きょーちゃんが幼稚園の年中さんになりました。幼稚園で使うクッションカバーを作り直すなど、年度替わりにはいろいろと針仕事が発生します。そのすべてを実家のお母さんに外注する妻です(笑)。お母さんは妻と違って手芸全般が大の得意です。
去年の入園の時は大騒ぎでした。上履き入れやら道具箱バッグなど全部お母さんに頼み、出来上がってきたものに対してあろうことかダメだしするのです!
「作ってくれてありがとう。可愛いのに派手すぎない絶妙なデザインの生地を選んでくれて流石よね♪ただ、このイチゴのアップリケは何?こんなの頼んでないよね?」
「いや、ほら可愛いかなと思ってね。作っていて勢いで付けちゃったのよ。あなたに確認しなかったのはごめんなさいね。」
「勢いって何よ。っていうか、これは無い方が絶対にセンスいいよね。アップリケ外して♪」
「うーん…アイロンでくっつけちゃうやつだから、ちょっと無理かな…。」
「えーっ!いや、本当に感謝してるの。本当にありがたいなぁと思っているんだけど、本当にセンスいいなぁと思うんだけど、それだけに惜しいのよねぇ。」
私はお母さんと目を見合わせて苦笑いです。私も妻の携帯電話をデコレーションする時に色々とやり直しを命じられるのは慣れっこです。
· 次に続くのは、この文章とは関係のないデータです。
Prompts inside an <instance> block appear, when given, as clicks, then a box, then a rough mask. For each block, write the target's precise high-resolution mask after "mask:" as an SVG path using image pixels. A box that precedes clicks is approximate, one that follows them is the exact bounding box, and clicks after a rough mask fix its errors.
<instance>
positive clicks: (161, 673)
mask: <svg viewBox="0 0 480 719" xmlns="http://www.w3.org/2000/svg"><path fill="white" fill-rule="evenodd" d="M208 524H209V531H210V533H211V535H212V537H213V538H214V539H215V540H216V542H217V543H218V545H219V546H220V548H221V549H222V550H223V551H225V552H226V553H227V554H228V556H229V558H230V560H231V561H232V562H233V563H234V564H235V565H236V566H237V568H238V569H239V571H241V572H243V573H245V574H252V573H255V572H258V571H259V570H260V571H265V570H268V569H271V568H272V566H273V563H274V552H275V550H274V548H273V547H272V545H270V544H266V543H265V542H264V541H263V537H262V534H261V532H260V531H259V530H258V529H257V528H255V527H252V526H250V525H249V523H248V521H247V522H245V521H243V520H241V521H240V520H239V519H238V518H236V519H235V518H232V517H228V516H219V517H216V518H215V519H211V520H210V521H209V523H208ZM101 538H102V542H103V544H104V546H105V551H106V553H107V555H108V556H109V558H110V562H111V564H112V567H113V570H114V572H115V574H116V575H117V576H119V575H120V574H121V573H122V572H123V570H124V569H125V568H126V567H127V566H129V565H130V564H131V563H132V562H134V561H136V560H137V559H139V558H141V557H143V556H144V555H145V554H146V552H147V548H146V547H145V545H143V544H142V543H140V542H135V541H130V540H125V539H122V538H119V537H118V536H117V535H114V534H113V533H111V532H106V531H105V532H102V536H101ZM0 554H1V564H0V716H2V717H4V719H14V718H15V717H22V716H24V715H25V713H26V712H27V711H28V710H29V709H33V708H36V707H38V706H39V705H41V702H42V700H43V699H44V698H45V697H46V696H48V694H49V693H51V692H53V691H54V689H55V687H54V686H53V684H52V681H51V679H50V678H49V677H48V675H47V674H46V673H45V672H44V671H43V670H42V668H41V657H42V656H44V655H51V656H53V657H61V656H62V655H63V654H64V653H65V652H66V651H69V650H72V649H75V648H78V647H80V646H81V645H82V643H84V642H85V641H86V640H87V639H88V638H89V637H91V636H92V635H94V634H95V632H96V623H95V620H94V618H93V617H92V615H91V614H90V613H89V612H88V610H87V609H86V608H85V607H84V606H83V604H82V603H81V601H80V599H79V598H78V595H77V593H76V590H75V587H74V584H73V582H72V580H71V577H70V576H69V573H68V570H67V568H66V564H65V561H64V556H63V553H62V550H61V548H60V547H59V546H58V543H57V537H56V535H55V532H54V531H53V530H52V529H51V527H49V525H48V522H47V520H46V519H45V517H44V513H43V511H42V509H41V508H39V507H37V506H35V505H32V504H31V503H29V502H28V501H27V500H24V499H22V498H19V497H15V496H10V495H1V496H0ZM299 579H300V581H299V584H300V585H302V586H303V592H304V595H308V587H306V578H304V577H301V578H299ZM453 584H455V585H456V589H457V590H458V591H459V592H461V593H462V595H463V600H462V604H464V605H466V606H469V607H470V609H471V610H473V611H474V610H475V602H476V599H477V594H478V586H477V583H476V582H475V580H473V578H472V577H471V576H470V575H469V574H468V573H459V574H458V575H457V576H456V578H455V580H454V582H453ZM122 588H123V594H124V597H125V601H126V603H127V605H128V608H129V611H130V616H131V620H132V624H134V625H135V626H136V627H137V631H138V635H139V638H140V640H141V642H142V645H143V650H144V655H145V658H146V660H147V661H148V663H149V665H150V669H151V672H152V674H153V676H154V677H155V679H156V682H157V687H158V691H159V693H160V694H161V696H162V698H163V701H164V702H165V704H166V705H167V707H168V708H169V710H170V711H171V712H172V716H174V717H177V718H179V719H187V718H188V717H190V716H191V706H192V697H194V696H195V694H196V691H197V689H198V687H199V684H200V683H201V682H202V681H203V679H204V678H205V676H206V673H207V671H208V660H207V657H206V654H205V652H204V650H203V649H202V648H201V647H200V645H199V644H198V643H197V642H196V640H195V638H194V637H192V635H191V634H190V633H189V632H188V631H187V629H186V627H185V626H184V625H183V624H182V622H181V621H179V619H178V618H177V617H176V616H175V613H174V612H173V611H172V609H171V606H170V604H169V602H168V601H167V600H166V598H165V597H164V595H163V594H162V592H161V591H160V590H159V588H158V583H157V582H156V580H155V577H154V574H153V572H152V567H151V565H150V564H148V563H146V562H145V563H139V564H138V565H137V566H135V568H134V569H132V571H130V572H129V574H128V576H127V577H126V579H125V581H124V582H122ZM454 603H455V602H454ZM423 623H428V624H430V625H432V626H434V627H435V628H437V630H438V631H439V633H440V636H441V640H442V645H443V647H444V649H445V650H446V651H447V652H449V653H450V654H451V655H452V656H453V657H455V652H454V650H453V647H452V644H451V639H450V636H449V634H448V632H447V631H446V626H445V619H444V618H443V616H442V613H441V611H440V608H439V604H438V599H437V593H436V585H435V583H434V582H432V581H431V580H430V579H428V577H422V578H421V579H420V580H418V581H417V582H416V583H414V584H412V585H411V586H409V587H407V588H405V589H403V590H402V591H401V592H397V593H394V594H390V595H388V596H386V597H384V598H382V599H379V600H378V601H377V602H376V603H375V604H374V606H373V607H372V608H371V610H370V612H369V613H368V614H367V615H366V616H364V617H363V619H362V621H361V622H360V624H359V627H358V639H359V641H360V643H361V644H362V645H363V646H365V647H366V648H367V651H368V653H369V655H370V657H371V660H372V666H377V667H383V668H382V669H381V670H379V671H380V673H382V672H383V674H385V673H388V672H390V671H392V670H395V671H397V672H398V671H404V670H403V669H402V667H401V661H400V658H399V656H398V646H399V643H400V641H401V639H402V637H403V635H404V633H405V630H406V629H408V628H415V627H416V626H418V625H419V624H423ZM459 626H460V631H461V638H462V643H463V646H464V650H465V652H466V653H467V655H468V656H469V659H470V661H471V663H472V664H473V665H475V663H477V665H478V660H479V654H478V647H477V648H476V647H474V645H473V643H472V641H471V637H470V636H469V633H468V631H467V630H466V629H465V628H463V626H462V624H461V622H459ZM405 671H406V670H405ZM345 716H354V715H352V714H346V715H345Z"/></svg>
結局妻は、きょーちゃんが入園した後もことあるごとにアップリケをツメでひっかき続け、3ヶ月くらい経って接着剤が弱った頃に執念でキレイにはがしてしまったのでした。
悔しいことに、確かにアップリケが無い方がすっきり可愛いバッグになるし、デコ電も妻の言う通りに修正した方がより良くなるのです。いや、デコ電は好みの問題もありますが…。
●私が作ったデコ電
(スピーカーの穴をあえて目立たせて花のワンポイントにしてみた)
●妻の指示で修正したデコ電
(穴は目立たないように埋め尽くしてシンプルに)
でも、熱中して作っていたらアップリケ付けちゃうんです。デコ電のちょっと個性的なデザインの思いつきにこだわっちゃうんです。もの作りが好きな人ほど、何かを作っている時は強烈な思い込みで視野が狭くなっていて、勢いでどんどん進んでいってしまうんです。
だから、本当に良いものを作り上げるためには、私やお母さんのようにひたすら手を動かす人間だけでなく、冷静に客観的な意見を言う妻のような人間も必要なのです。
わが子が口だけ出すタイプだと、親としては無理矢理にでも手を動かさせようとしがちです。
でも、そもそも親自身が細かい作業が大して好きじゃないのに、わが子にはやたらとモノ作りを愛する心を求めていて、どこか違和感を覚えている方も多いことと思います。
そんなもん、生活に最低限困らない程度の器用さが身に付けば十分で、何が何でもモノ作り大好きになれなんて無茶な話なんです。
そこであまり無理をせず、だったら存分に口を出させてみればいいのだと思います。それはそれで才能です。
神田うのがウエディングドレスやパンストで大儲けする時に発揮したのは、そうやって冷静に消費者としての意見を言う才能です。生きていくのに便利なのは、むしろそっちの才能だったりするわけです。
まぁ、私が作ったものに妻がズバズバ口出ししてくる瞬間は、やっぱり神田うのばりにムカつくんですけどね(笑)。
そんな私のムカつきを上手になだめながら、なんだかんだで言ったとおりにさせる交渉力も重要な能力なわけです。
なので、家での工作あそびで子どもの口出しの仕方があまりにムカついたら、それはそれで怒ってみせるのも大事だと思います。ただし、手を動かさずに口出しをしてくるのが全面的に悪いということではなく、口出しの仕方をもうちょっと工夫しろと怒るわけですが。